In a press conference Thursday afternoon, Sherif Fathy, the Egyptian aviation minister, told reporters that they "will be using the term the missing plane until we find the wreckage."

"Plane or plane's wreckage must be found before exploring hypotheses about what happened," Fathy said.

He said they are not ruling out a terrorist attack or mechanical failure, but denied rumors that the plane had been suffering any technical problems. Fathy said that the possibility of a terror attack is "stronger" than the possibility of a technical failure.

One of the first victims to emerge was Ahmed Helal, a plant manager at Proctor & Gamble.

Helal is a plant manager for Proctor & Gamble is Amiens, France. He was identified as one of the passengers on Flight MS804, the mayor of Amiens and other elected officials confirmed.

Brigitte Foure, the mayor of Amiens, confirmed his death on social media.

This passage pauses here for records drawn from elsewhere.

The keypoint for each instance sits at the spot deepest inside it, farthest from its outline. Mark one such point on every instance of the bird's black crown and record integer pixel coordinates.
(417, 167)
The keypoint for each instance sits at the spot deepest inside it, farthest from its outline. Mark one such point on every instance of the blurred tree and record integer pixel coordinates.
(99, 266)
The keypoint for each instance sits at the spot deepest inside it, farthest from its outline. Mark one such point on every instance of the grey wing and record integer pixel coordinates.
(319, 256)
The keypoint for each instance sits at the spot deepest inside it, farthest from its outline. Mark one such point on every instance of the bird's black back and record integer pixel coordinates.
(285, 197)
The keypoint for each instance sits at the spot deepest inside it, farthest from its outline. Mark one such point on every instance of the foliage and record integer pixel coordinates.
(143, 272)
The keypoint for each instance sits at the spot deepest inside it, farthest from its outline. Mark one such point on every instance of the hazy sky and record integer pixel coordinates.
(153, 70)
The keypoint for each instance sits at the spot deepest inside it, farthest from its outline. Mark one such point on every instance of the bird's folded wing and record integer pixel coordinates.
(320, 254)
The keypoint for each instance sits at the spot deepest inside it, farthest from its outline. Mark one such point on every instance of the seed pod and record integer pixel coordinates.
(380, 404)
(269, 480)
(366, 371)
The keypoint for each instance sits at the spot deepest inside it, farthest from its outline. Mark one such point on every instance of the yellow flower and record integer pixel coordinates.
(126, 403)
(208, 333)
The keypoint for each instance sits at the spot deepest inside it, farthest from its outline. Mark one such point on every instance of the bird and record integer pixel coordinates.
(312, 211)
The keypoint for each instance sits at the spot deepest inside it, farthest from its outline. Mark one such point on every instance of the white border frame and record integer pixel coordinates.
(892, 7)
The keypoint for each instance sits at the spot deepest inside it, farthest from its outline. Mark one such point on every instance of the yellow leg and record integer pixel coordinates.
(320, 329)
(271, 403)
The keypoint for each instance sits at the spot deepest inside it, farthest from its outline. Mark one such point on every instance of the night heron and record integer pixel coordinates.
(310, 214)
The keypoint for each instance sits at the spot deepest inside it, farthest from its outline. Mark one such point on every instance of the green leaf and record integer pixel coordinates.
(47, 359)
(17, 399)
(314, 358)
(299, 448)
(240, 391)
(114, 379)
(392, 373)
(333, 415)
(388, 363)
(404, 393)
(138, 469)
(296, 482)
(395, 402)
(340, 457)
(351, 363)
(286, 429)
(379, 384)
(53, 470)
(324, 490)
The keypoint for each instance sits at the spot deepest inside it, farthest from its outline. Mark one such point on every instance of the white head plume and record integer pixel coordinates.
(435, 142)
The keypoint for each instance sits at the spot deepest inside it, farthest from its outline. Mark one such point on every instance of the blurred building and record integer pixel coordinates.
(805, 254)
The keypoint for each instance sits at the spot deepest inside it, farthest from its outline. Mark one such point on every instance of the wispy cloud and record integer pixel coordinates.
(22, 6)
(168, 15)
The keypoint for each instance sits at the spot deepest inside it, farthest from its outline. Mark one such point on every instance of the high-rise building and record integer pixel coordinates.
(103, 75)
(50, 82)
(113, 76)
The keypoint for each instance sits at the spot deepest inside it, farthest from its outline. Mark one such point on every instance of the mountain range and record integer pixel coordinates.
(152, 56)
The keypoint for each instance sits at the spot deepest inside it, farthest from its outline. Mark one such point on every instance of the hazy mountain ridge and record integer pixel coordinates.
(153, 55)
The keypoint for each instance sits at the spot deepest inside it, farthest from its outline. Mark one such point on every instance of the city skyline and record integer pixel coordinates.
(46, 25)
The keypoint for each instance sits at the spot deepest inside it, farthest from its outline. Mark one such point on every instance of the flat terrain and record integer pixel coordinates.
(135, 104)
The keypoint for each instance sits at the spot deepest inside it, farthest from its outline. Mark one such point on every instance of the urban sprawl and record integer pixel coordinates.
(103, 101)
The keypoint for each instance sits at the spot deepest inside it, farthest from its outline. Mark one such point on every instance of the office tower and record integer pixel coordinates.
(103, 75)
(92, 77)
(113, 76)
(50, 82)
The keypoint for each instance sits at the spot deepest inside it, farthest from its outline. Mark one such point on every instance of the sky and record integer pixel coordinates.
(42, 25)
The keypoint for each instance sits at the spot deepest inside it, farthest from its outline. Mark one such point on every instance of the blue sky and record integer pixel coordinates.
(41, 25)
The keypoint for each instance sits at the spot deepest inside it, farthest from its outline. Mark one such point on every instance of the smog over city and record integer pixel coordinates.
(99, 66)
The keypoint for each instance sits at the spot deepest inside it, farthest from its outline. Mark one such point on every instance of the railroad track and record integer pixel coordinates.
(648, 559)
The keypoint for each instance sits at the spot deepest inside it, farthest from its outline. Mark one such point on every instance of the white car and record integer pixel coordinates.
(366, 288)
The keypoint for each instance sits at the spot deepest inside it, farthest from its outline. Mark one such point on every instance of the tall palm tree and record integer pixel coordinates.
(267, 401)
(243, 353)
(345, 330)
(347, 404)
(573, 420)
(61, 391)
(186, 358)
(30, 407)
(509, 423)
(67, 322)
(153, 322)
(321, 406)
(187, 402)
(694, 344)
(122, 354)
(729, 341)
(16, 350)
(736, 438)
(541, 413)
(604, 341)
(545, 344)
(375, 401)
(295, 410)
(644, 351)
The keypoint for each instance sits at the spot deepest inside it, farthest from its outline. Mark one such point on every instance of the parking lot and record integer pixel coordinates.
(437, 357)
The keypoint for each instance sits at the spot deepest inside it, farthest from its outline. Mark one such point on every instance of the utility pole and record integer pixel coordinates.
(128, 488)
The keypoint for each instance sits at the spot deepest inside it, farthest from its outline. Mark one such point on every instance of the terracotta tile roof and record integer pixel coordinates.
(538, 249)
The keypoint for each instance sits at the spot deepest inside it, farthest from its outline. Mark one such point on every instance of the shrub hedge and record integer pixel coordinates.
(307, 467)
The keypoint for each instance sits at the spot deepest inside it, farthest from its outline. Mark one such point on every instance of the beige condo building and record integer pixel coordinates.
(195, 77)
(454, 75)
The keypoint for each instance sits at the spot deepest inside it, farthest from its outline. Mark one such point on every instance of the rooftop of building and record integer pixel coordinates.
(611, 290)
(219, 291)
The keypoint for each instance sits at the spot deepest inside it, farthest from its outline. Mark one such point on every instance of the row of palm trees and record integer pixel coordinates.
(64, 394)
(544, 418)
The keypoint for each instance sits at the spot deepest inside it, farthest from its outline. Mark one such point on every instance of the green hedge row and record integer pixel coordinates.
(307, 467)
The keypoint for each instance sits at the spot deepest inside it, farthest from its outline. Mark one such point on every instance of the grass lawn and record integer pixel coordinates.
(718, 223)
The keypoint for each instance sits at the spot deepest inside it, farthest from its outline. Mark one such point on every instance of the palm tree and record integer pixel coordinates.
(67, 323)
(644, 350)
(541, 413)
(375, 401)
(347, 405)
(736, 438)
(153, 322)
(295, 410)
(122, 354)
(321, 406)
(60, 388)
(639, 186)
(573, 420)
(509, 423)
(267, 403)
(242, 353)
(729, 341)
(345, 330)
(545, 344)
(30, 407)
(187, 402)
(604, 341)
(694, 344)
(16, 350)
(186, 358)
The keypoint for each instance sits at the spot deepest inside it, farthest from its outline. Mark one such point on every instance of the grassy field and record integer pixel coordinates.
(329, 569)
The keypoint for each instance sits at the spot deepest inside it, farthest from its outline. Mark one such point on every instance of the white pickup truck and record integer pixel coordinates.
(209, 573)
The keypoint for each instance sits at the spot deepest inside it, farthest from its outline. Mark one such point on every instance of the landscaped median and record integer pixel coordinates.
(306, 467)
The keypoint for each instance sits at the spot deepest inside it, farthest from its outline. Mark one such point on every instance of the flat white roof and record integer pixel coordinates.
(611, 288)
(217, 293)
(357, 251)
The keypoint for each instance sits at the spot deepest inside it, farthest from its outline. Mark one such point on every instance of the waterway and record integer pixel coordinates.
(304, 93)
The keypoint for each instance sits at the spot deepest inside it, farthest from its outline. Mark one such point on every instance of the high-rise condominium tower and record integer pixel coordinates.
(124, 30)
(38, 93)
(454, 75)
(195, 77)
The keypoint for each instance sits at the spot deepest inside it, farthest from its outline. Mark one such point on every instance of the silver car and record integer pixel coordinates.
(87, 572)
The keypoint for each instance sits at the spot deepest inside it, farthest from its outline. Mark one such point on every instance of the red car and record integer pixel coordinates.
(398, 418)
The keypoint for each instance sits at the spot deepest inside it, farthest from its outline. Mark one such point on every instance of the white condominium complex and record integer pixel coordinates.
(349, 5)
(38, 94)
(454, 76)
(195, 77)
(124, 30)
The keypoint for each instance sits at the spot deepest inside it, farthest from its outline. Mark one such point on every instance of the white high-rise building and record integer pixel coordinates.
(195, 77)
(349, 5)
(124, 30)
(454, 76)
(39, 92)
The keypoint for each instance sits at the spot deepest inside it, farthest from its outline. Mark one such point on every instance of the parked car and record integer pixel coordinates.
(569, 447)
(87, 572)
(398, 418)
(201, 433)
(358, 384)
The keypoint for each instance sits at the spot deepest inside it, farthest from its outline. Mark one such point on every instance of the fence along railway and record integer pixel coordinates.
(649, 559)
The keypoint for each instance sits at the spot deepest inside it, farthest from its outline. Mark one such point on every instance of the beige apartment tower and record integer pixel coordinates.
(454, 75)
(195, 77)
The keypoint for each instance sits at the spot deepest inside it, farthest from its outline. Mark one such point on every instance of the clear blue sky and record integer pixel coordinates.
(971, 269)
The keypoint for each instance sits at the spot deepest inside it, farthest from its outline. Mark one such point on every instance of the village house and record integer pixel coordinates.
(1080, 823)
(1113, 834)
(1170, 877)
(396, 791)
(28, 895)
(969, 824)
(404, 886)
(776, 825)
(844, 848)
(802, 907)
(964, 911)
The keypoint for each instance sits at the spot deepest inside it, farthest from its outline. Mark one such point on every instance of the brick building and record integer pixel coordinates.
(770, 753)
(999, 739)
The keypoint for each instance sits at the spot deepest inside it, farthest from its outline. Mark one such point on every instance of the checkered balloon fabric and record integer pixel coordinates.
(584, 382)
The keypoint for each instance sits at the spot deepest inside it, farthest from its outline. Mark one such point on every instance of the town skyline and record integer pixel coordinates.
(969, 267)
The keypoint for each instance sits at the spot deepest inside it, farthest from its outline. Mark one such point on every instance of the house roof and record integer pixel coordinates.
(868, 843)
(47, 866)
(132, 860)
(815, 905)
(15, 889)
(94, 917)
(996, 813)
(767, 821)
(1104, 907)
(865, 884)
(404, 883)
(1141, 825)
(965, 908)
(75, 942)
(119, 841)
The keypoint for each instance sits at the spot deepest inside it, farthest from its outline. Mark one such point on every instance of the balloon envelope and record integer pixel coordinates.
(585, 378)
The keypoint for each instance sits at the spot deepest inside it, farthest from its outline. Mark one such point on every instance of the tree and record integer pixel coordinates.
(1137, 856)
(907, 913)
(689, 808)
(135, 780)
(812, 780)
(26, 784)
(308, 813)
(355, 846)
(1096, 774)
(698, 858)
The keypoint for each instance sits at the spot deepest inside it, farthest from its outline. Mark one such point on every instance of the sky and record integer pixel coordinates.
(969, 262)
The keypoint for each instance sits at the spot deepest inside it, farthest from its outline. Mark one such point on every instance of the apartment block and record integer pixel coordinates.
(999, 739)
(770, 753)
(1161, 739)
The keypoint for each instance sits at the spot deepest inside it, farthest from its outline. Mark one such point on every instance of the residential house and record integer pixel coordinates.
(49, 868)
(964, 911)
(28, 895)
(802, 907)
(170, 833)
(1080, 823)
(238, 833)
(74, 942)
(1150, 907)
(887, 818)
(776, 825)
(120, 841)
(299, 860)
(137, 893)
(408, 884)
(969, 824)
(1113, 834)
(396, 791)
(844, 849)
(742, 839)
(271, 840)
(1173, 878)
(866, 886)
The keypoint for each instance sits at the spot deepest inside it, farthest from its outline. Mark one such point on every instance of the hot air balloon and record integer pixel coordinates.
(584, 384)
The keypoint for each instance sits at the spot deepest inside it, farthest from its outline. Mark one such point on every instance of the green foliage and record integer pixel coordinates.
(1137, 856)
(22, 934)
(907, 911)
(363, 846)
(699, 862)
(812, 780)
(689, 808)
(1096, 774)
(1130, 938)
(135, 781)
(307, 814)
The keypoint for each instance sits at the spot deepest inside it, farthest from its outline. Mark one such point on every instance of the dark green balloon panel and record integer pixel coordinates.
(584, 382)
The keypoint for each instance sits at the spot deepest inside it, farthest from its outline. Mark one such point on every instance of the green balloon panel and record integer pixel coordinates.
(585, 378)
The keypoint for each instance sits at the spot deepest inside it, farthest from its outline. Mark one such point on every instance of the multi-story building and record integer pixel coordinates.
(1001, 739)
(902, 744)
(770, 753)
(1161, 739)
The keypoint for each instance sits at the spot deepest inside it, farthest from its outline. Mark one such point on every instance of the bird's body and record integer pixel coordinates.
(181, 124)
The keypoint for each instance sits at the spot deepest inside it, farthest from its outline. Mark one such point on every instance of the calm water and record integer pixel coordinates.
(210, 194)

In a statement on the Amiens website, the mayor and the city council expressed sadness about the death of Helal who they said was one of the 56 passengers on board the plane.

EgyptAir has addressed a growing number of rumors about debris being found.

EgyptAir released a statement on Twitter, saying it cannot confirm reports that wreckage of the plane has been found.

Twitter users began sharing photos of debris that appear to have originated from this Arabic-speaking Facebook account belonging to a ship captain based out of Alexandria, Egypt. It was unclear if they were related to Flight MS804.

On Friday, however, an Egyptian military spokesman posted that "personal belongings" and "wreckage" from the plane had been located in the Mediterranean Sea, 290 kilometers (180 miles) north of Alexandria. A short while later, EgyptAir tweeted a similar statement confirming this.

Also on Friday, Greek Defense Minister Panos Kammenos confirmed a body part, two seats and a suitcase had been spotted.